Animal Crossing: New Horizons is vital quarantine art because it runs refreshingly against the rising tide of bad, dark news spilling out of every phone, television, and computer screen on the planet. You’re on an island passing time by doing right by all the locals. My settlement — called Uptown, of course — is a pocket universe where nobody disagrees, fights, or dies. Everyone serves a purpose in the grand scheme of things. (Though some of these little animals seem to think the way to get shit done is simply to ask me to do it, but that’s fine. The weeds won’t uproot themselves, and the local wildlife needs someone to do all the cataloguing.) You’re encouraged to spend your day outside. Nature is unpredictable but rarely chaotic, as long as you don’t test spiders and wasps. There’s something to do at every hour of the day, whether it’s scrounging for resources for a building project, flipping fish and seashells for quick cash, or decorating the inside of your house and the grounds outside. The characters are memorably quirky, as is the swag. I met a seagull named Gulliver (he travels!) who gave me a pyramid for finding pieces of his broken communicator and a ghost who gifted me bunk beds. The touchless toilet in my house came from a gift-wrapped box some unseen benefactor sailed over to the island on a balloon. This happens a lot.

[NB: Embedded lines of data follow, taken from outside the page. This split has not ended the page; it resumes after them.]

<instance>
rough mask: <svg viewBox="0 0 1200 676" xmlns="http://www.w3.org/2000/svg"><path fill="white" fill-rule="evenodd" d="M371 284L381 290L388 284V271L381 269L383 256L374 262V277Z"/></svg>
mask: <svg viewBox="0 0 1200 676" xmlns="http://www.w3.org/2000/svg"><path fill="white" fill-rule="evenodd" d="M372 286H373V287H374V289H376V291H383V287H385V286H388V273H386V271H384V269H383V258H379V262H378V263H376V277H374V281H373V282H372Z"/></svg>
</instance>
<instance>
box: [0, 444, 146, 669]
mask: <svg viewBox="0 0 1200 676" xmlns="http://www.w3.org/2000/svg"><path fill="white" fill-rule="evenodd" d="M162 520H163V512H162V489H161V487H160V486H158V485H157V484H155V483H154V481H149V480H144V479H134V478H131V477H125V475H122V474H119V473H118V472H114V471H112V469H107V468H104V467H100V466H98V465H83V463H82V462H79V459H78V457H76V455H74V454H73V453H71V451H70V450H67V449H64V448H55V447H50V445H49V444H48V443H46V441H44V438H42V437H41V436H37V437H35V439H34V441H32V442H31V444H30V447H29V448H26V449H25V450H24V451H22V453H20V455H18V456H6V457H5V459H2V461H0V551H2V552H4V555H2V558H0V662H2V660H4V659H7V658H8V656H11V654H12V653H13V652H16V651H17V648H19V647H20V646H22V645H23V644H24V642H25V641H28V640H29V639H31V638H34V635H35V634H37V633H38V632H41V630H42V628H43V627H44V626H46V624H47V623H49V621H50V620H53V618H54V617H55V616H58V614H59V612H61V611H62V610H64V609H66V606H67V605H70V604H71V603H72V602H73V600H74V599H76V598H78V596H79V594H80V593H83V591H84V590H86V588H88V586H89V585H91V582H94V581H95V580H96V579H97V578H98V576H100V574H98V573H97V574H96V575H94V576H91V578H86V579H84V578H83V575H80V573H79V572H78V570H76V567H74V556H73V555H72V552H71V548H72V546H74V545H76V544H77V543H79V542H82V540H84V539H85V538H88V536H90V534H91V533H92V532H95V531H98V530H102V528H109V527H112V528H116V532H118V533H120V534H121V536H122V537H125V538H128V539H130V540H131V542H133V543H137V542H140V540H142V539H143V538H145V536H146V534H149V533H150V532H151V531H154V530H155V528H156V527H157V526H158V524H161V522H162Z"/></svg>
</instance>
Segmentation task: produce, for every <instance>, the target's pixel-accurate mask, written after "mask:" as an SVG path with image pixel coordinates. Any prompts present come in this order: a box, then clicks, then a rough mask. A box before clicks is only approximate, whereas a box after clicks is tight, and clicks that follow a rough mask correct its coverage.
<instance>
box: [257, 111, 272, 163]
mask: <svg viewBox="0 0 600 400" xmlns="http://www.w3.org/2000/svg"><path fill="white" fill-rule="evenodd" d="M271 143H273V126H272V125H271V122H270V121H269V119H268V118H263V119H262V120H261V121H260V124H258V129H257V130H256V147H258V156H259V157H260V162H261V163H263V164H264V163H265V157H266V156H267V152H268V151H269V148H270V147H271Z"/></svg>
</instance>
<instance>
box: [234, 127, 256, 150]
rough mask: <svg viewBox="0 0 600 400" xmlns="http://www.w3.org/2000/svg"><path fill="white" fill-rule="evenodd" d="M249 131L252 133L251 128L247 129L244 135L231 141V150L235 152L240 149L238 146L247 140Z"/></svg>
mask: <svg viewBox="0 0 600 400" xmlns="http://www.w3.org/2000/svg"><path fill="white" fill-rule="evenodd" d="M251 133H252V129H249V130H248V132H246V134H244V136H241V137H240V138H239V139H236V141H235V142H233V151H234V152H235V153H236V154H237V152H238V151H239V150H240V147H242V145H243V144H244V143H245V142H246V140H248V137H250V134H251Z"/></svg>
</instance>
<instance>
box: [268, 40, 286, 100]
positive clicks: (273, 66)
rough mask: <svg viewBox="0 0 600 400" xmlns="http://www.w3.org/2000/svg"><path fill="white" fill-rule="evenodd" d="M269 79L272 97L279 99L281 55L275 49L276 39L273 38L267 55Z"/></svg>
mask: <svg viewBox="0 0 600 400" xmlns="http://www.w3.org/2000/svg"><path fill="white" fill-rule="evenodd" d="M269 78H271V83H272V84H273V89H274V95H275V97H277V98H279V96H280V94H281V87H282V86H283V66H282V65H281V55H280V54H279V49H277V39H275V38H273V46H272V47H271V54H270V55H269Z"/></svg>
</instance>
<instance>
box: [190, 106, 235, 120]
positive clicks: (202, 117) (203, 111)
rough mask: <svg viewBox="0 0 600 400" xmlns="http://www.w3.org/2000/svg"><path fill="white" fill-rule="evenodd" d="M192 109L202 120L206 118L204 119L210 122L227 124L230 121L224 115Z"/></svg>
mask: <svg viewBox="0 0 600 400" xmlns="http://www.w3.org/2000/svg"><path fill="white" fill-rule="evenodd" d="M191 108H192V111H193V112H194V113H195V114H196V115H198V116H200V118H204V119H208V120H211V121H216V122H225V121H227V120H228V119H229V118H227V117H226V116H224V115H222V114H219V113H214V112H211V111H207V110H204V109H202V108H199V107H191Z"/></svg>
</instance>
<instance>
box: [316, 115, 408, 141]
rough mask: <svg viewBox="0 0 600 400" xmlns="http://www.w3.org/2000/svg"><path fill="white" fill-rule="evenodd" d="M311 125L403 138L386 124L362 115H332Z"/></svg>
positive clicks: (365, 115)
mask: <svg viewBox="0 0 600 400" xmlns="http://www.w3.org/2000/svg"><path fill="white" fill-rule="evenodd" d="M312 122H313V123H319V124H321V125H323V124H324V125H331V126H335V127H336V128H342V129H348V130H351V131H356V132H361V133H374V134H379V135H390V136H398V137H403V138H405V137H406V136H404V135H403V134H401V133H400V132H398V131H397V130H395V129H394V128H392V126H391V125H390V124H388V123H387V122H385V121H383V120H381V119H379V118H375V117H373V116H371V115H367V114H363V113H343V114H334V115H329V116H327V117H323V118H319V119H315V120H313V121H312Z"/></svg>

I’m playing Animal Crossing voraciously this month partly because it’s one thing I can micromanage in a world moving in directions I don’t want it to. It’s also constant busywork, and that’s the mechanism that works best for me when anxiety ramps up. I plunge into random projects and put distance between my brain and what upsets me. Animal Crossing is essentially an endless series of such projects. (My museum and revamped shop should be ready. I really put in work this weekend.)
More importantly, Uptown doesn’t fall into chaos when I look away. Maybe I’ll come back to a few more weeds later. Otherwise, from the gorgeous flugelhorn and ukulele theme that plays when you turn the game on to the jingle you hear when you save and quit, Animal Crossing: New Horizons is all control, comfort, and stasis. That makes it the most eerily prescient game release of the month (in the same way the quirky premises of Netflix’s The Circle and Love Is Blind, reality shows about dating around and sparking friendships in an environment where you can’t really touch the other person, stumbled sloppily onto the zeitgeist). I’m off the fence now. I love it. These little animals are improving my quality of life. (Just as I’m improving theirs.)